Por: PT – Costa Rica

Os motivos pelos quais uma mulher opta pelo aborto são muito diversos, seja por ter sido estuprada, por já ter o número desejado de filhas ou filhos, porque a maternidade não faz parte de seu projeto de vida ou por muitos outros motivos. Em última análise, a única pessoa que deve tomar a decisão sobre a interrupção da gravidez deve ser a própria mulher, e isso é o que defendemos nós que somos a favor da descriminalização do aborto.

No entanto, muitos são os obstáculos para garantir esse reconhecimento básico da autonomia das mulheres e para podermos decidir livremente sobre quando queremos ou não ser mães.

A educação sexual laica e o acesso a métodos anticoncepcionais são essenciais para o controle de nossa sexualidade

De acordo com dados da Pesquisa Nacional de Saúde Sexual e Reprodutiva de 2015, 14% das mulheres e 24% dos homens no país tiveram relações sexuais antes dos 15 anos. Porém, o início de uma vida sexual ativa, na maioria das vezes, não é acompanhado por uma educação sexual efetiva.

Com a pandemia, os limitados espaços de formação em direitos sexuais e reprodutivos, organizados através de centros de saúde, grupos de mulheres ou organizações políticas, ficaram ainda mais limitados com as mudanças ocorridas com o fechamento das atividades presenciais em decorrência do COVID -19. Da mesma forma, com as lacunas no acesso à educação virtual, o acesso às informações recebidas por milhares de adolescentes por meio dos programas de Afetividade e Sexualidade Integral foi fragilizado.

O acesso à educação sexual com critérios científicos é essencial para que as pessoas possam tomar decisões informadas, especialmente em um país onde, antes da pandemia, 49,8% das mulheres e 32,2% dos homens não desejavam a última gravidez.

Desejo da última gravidez entre pessoas de 15 a 49 anos, de acordo com o sexo

Além disso, as barreiras ao acesso aos métodos anticoncepcionais estão aumentando cada vez mais. Até 2020, apenas devido à queda nas vendas de anticoncepcionais nas farmácias, estima-se que cerca de 18.222 mulheres abandonaram o uso. Esta situação está intimamente relacionada com o aumento da pobreza, onde as mulheres têm sido as mais atingidas, visto que com o aumento do desemprego, houve uma diminuição de 15% na compra de contraceptivos, devido ao fato de muitas mulheres terem deixado de contar com rendimentos para acessar a contracepção por conta própria.
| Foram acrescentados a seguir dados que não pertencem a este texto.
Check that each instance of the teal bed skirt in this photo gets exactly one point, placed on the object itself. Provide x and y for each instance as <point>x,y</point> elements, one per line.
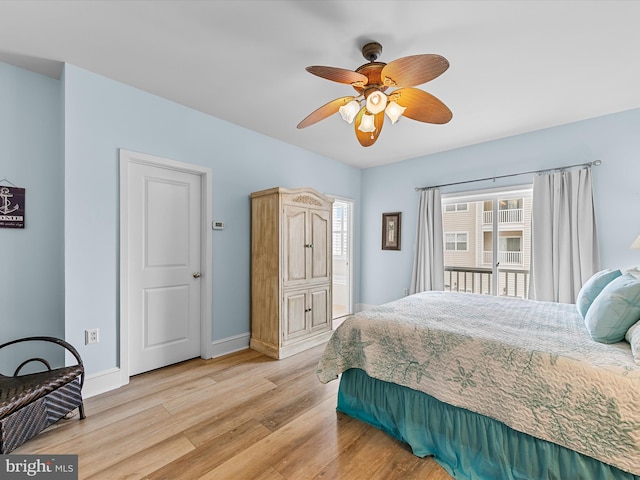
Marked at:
<point>469,446</point>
Taxa de desemprego aberto e estimativa de variação na compra de anticoncepcionais em estabelecimentos privados. 2015-2020

Dados preveem que, globalmente, mais de 47 milhões de mulheres podem perder o acesso a anticoncepcionais, o que pode levar a 7 milhões de gestações indesejadas.
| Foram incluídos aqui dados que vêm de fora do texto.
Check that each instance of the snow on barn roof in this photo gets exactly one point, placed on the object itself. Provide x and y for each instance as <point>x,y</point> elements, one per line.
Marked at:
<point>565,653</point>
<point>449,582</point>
A luta pelo direito ao aborto continua  

Dados da Associação Demográfica da Costa Rica estimam que cerca de 27.000 abortos induzidos ocorrem na Costa Rica por ano. Leis restritivas não tem sido uma limitação para milhares de mulheres no país e no mundo continuarem usando esses métodos, mas o fazem de forma insegura, colocando em risco sua saúde e sua vida. E são principalmente as mulheres mais pobres que recorrem a esses métodos clandestinos, enquanto as que dispõem de maiores recursos econômicos optam por deixar o país e pagar centros privados para realizar o procedimento.

Agora que nossos direitos estão mais ameaçados do que nunca, é necessário redobrar a luta pelo direito ao aborto legal e seguro e enfrentar os setores conservadores que querem impor sua agenda e controle sobre os corpos das mulheres com a criação de leis cada vez mais restritivas. .

É preciso apoiar a recolecção de assinaturas em todo o país em apoio ao projeto de lei pela descriminalização do aborto. Mas junto com isso, é preciso continuar lutando nas ruas e exigindo que os direitos sejam garantidos para todas as pessoas, porque em meio à pandemia nossos direitos sexuais também devem ser uma prioridade.

Portanto, neste dia 28 de setembro, Dia da descriminalização do aborto na América Latina, exigimos: A educação sexual para decidir. Contraceptivos para evitar o aborto. Aborto legal, seguro e gratuito para não morrer.